For a number of years I’ve been noticing that young girls and women are keeping older music alive.
I’m going to include two clips here; they’re not great covers, in the sense that they are adding new stuff or innovating very much on the original versions. In fact, they are pretty close to the originals. But still. Sina Döring rented Abbey Road and put together a whole bunch of people to essentially play live• what the Floyd recorded there about 50 years earlier.

I don’t know much about Kawehi. Her version of Kiss doesn’t add very much, it’s competent. But I find it amazing to see what a one woman band can do with modern technology. AFAICT, she’s doing it in one take with looping technology. Bonius points for the purple dress and lighting.

•Lots of takes, obviously.

What a strange night. I saw them somewhere around the same time frame, when they toured with Live as co-headliners. One night Counting Crows would be the feature act (there was a band called Unified Theory that was the opener) and Live would close. Then next night, the roles were reversed, and the Crows would be the closing band. They’d have Live and Unified Theory join them for “Hangingaround.”

I found an old LA Times article about the incident, even, though it doesn’t mention the Cake drummer volunteering. It sort of reminds me of the infamous incident in the '70s where Keith Moon passed out during a Who concert and Pete Townshend recruited an audience member to take his place.

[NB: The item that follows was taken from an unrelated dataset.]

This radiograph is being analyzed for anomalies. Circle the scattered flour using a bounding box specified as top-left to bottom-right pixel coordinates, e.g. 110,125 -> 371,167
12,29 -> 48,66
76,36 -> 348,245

You know, I’m sure I’ve mentioned this before, but your linked article’s reference to Toad the Wet Sprocket (along with the subject of the thread) reminded that TtWS have actually provided the worst cover I’ve ever heard. Their cover of KISS’s “Rock & Roll All Night” is just mind-numbingly awful.

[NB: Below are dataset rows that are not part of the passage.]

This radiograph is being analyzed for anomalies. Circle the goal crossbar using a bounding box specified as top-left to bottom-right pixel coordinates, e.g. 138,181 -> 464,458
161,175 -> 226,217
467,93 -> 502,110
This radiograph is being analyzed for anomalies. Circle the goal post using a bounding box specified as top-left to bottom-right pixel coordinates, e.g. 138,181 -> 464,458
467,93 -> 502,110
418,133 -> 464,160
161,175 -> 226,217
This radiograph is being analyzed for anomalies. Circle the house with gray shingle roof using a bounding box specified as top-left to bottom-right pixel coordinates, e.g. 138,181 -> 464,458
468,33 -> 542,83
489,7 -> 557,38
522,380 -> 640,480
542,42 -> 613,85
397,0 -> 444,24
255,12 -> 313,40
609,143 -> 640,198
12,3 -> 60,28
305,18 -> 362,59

I appreciate an artist trying something different in a cover song, but a high-energy anthem slowed down and sedately sounding was just a horrible take for this song.

Heh. I love that cover!

If I were gonna nominate a worst cover I’ve ever heard, it’d probably be Nelly Furtado’s cover of Rush’s “Time Stand Still”. It just drains all the emotion out of it and sounds like bad video game music.